当事者として私は常々、こう感じてきました。

「うつ病とはまず病気に殺され、次に社会に殺される病気である」

病気自体が苦しいのは言うまでもないのですが、病気を抱えながら社会の中で、或いは社会に弾かれながら生きていくことは、病気の苦しみに負けず劣らず苦しいのです。

たとえば、うつ病は自覚症状が多い病気でそれ自体苦しいのですが(病気の苦しみ)
うつ病によりよき社会人・よき家庭人を振る舞えなくなることで、会社や家庭から弾き出されてしまったり、お荷物扱いされるのも苦しい(社会的側面の苦しみ)

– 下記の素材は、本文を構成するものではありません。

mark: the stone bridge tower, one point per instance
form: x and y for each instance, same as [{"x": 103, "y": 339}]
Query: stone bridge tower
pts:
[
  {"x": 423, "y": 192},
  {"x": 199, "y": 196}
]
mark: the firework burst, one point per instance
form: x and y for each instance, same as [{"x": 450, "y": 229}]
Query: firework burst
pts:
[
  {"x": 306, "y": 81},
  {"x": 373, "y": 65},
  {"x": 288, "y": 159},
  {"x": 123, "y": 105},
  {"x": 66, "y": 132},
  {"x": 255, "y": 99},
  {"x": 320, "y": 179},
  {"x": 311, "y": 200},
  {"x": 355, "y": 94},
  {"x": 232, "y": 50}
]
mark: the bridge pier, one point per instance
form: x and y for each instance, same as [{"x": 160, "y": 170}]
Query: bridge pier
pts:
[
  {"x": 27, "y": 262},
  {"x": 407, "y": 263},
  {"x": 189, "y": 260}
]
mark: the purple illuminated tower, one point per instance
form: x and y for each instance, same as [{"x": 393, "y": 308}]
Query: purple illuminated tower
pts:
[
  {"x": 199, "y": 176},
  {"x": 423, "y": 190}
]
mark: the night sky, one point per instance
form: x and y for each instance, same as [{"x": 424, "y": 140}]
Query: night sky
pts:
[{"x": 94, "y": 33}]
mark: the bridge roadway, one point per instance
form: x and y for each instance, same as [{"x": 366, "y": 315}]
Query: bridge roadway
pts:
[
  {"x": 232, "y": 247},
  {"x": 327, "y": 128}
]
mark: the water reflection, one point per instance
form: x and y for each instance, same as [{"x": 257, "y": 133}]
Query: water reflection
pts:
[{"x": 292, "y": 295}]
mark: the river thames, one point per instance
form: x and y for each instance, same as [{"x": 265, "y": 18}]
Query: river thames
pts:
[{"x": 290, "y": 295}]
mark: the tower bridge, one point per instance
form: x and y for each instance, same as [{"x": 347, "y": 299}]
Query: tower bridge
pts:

「うつ病の時に大きな決断をしてはならない」と言われます。大きな決断をするのに適した状態ではないのは確かです。一方で、現実にはうつ病を発病すると、休職、辞職、解雇、離婚等の判断を突きつけられ、大きく辛い決断を下さなければならないことは増えます。はっきりと増えます。

そしてそれらの決断の殆どは、うつ病者が回復するまで待ってなどくれません。

このカテゴリーでは、一うつ病当事者が見た
「うつ病を抱えながら生きる」ということのリアルを、つづっていきたいと思います。